Sunday, October 5, 2008

Delayed response...here's your answer Jenny!

Hmmm, what an odd week. I guess I should start first and foremost by informing you fine ladies that I am feeling a lot better than I was when I posted on Friday night. I’m not really sure what was going on there, but after crying to my mom on the phone and getting a bit of motherly perspective I am feeling pretty damn good. It didn’t hurt that it was an absolutely beautiful weekend…God I LOVE the fall! Anyway, I’m back to feeling like myself which is a comforting fact.

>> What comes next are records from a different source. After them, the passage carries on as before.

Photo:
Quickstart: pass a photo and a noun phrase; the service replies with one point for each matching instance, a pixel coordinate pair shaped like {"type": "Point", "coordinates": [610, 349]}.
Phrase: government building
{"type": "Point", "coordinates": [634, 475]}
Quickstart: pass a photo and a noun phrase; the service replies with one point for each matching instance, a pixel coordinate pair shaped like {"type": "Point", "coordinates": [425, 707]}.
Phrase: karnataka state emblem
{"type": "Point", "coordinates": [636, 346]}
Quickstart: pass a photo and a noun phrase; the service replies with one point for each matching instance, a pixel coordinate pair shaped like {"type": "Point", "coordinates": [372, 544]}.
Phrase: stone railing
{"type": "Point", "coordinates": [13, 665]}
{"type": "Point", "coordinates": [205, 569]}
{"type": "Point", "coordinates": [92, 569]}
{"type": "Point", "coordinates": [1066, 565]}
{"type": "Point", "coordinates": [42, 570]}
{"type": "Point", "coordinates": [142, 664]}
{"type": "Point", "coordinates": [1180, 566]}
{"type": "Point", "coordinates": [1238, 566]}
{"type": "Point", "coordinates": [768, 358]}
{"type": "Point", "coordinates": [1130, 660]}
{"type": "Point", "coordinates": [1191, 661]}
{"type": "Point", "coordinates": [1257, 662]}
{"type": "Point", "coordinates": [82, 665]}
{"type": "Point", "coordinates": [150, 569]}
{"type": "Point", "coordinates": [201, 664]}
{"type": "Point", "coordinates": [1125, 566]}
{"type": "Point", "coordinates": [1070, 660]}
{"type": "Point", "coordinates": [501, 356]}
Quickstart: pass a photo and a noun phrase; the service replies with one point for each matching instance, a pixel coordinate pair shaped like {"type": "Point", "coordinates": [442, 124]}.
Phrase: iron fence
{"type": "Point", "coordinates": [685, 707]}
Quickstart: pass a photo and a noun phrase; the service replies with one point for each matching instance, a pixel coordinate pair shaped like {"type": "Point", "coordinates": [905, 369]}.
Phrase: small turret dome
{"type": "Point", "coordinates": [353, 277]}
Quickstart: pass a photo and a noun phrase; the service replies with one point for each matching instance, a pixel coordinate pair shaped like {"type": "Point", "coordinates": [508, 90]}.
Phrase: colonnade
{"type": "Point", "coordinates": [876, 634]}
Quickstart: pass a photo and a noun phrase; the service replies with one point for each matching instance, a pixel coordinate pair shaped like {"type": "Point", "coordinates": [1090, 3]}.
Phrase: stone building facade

Having said that, down to business. Last week you posed a question for us Jenny and wanted to know what successes and failures we’ve had in the past in regard to our weight loss attempts. I can only think of 2 real successes that I’ve had, one intentional and one not. The one time that I had some real success with an intentional weight loss program was when I did the Weigh Down workshop at a church with my 2 best friends in high school. The program focused on breaking the bonds we have with food and turning that love and devotion to Christ. It took away all of the dieting aspects of dieting that have not and will NEVER work for me. It wasn’t about cutting out the foods that I liked to eat. It wasn’t about forcing myself to eat HUGE amounts of really healthy foods that taste like cardboard. It was all about listening to my body, eating when I was hungry and eating what I was hungry for whether it was broccoli or cheetos. In this program there were no good foods or bad foods, so to speak. If you ate when you were hungry and only ate until you were satisfied (not bloated and stuffed) you were eating good foods, regardless of what it was. If you ate when you were not hungry, and I’m talking physiological, my stomach is growling kind of hunger, then you were eating a bad food…even if it was a food deemed righteous by the dieting community like cabbage. When I did this program I was incredibly skeptical. As a 280 lb. 17 year old I had tried to lose weight several times and now this crazy lady was telling me that I could eat what I wanted and still lose weight…right. Well, it worked. When you listen to your body and do what it tells you things tend to work out quite well. Sure at first I tested it and ate all of those naughty foods that I’d been denying myself, cookies, chips, burgers etc. But when I really listened to my body I found out that it lead me in the right direction and I got the foods I need. My body soon tired of eating only crap and I started to crave veggies and fruit and wholesome foods. Sure I had cake, but only if I was hungry for it. When I was eating like this I think I lost 20-25 pounds…I didn’t weigh myself ever while doing this program. The pounds lost were not the main focus, it was the discipline of listening to the body…the pounds lost were just the icing on the cake...pardon the pun!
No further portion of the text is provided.